Gli stadi sono nati pere essere riempiti e per essere animati da cori, bandiere, striscioni e fiaccole di libertà e speranza nel rispetto dell’amore verso una maglia ed una passione fatta tanto di gioie quanto di delusioni. Oggi questo non c’è più e ci si affretta a zittire le grida e le manifestazioni di protesta o di giubilo soltanto in ragione di una stereopatizzazione che sbianca le maglie e riduce gli uomini, annullandone le idee.

Il disprezzo che viene nutrito verso gli ultras non trova giustificazioni in nulla, ed è ancora più grave classificare una passione ed un amore verso il rimbalzo di un pallone come un’azione criminale con attinenza a delinquere, dimenticando che propri questi stessi ultras sono stati quelli a correre in soccorso dei terremotati, come degli ammalati o degli immigrati.

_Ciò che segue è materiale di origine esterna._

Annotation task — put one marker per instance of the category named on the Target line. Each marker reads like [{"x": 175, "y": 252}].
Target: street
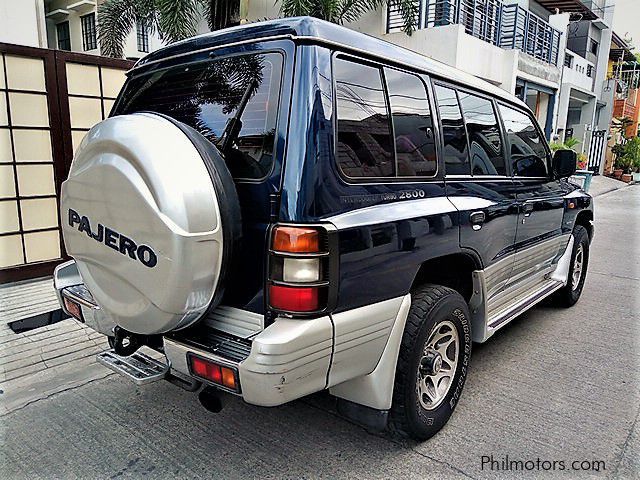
[{"x": 557, "y": 385}]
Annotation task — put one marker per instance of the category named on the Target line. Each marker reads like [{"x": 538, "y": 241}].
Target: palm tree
[
  {"x": 345, "y": 11},
  {"x": 172, "y": 19}
]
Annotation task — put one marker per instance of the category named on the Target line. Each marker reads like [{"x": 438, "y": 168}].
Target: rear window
[{"x": 207, "y": 95}]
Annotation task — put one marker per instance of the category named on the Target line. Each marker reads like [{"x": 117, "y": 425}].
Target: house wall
[{"x": 22, "y": 22}]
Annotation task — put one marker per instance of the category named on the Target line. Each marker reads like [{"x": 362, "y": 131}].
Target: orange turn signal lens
[
  {"x": 213, "y": 372},
  {"x": 296, "y": 240}
]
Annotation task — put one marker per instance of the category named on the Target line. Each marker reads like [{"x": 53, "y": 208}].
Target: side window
[
  {"x": 456, "y": 151},
  {"x": 364, "y": 142},
  {"x": 412, "y": 124},
  {"x": 485, "y": 144},
  {"x": 206, "y": 95},
  {"x": 529, "y": 156}
]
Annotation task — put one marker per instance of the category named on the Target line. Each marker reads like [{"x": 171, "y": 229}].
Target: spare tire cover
[{"x": 150, "y": 214}]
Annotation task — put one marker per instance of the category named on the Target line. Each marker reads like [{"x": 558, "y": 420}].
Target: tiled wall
[
  {"x": 92, "y": 92},
  {"x": 29, "y": 226},
  {"x": 29, "y": 223}
]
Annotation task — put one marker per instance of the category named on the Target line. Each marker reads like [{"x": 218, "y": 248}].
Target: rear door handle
[{"x": 476, "y": 219}]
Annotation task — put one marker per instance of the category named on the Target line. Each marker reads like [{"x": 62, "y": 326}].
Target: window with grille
[
  {"x": 64, "y": 38},
  {"x": 568, "y": 60},
  {"x": 142, "y": 36},
  {"x": 89, "y": 40}
]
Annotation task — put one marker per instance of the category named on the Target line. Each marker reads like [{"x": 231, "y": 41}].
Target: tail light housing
[{"x": 302, "y": 270}]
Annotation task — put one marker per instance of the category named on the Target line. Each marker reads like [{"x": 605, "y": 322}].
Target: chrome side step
[
  {"x": 513, "y": 310},
  {"x": 139, "y": 368}
]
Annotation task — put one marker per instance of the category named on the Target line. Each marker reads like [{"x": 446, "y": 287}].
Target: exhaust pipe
[{"x": 210, "y": 399}]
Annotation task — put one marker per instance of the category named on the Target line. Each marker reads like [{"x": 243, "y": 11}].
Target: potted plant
[
  {"x": 618, "y": 164},
  {"x": 582, "y": 176}
]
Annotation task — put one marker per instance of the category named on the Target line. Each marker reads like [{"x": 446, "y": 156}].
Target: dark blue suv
[{"x": 287, "y": 207}]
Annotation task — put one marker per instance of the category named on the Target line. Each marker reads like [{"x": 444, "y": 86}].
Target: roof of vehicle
[{"x": 314, "y": 30}]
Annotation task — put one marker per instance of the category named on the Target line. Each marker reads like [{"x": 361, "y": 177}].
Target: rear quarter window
[{"x": 206, "y": 95}]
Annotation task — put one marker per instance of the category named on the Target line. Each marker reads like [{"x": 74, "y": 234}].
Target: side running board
[{"x": 139, "y": 368}]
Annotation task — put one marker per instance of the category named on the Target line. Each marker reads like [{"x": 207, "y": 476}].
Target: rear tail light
[
  {"x": 299, "y": 269},
  {"x": 73, "y": 308},
  {"x": 296, "y": 239},
  {"x": 220, "y": 375}
]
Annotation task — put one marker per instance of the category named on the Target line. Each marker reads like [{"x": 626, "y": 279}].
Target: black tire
[
  {"x": 568, "y": 296},
  {"x": 431, "y": 305}
]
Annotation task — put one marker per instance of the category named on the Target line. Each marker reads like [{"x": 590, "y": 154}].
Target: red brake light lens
[
  {"x": 218, "y": 374},
  {"x": 294, "y": 299},
  {"x": 296, "y": 240}
]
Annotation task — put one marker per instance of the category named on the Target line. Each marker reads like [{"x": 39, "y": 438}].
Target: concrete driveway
[{"x": 555, "y": 385}]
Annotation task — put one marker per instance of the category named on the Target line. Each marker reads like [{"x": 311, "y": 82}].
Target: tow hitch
[{"x": 126, "y": 343}]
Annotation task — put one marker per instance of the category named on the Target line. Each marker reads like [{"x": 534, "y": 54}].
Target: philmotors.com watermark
[{"x": 507, "y": 464}]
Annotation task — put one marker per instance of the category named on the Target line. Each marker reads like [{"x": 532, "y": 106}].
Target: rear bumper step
[{"x": 139, "y": 368}]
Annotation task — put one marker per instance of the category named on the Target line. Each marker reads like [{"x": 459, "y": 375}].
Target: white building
[{"x": 22, "y": 22}]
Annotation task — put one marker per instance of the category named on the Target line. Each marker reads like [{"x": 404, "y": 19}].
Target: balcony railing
[
  {"x": 507, "y": 26},
  {"x": 525, "y": 31}
]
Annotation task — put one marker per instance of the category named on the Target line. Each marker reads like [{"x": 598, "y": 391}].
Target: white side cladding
[
  {"x": 375, "y": 389},
  {"x": 360, "y": 336}
]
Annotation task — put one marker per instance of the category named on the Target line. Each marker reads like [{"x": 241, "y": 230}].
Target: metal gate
[{"x": 596, "y": 150}]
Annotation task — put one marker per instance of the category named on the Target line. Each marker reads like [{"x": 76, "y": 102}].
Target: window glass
[
  {"x": 456, "y": 151},
  {"x": 412, "y": 124},
  {"x": 529, "y": 156},
  {"x": 485, "y": 144},
  {"x": 89, "y": 40},
  {"x": 142, "y": 36},
  {"x": 207, "y": 95},
  {"x": 364, "y": 143}
]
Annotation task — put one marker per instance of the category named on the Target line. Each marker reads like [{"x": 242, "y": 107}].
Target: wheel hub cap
[
  {"x": 438, "y": 364},
  {"x": 431, "y": 363}
]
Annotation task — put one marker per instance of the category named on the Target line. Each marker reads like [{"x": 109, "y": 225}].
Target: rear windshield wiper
[{"x": 234, "y": 125}]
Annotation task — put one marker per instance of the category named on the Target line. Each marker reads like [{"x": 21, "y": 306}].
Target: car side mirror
[{"x": 564, "y": 163}]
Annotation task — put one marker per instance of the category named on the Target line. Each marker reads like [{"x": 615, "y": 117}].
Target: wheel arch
[{"x": 453, "y": 270}]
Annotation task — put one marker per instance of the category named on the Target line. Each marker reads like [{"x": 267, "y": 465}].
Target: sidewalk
[{"x": 47, "y": 360}]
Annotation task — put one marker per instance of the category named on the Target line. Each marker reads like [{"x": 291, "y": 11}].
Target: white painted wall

Certo è facile individuare negli ultras il male assoluto di questi anni bui della nostra nazione, ma è consuetidine distrarre le masse dalla proprie gravi responsabilità ed incapacità.

Gli ultras che noi conosciamo sono quelli che non dormono per organizzare una cooregrafia, che non dormono per seguire la propria squadra, che non mangiano per comprare il biglietto dello stadio, che nascono sognando una maglia ed un pallone e muoiono aggrappati ad una fede e ad una speranza di un sogno che fu…….gli altri non li conosciamo e per favore…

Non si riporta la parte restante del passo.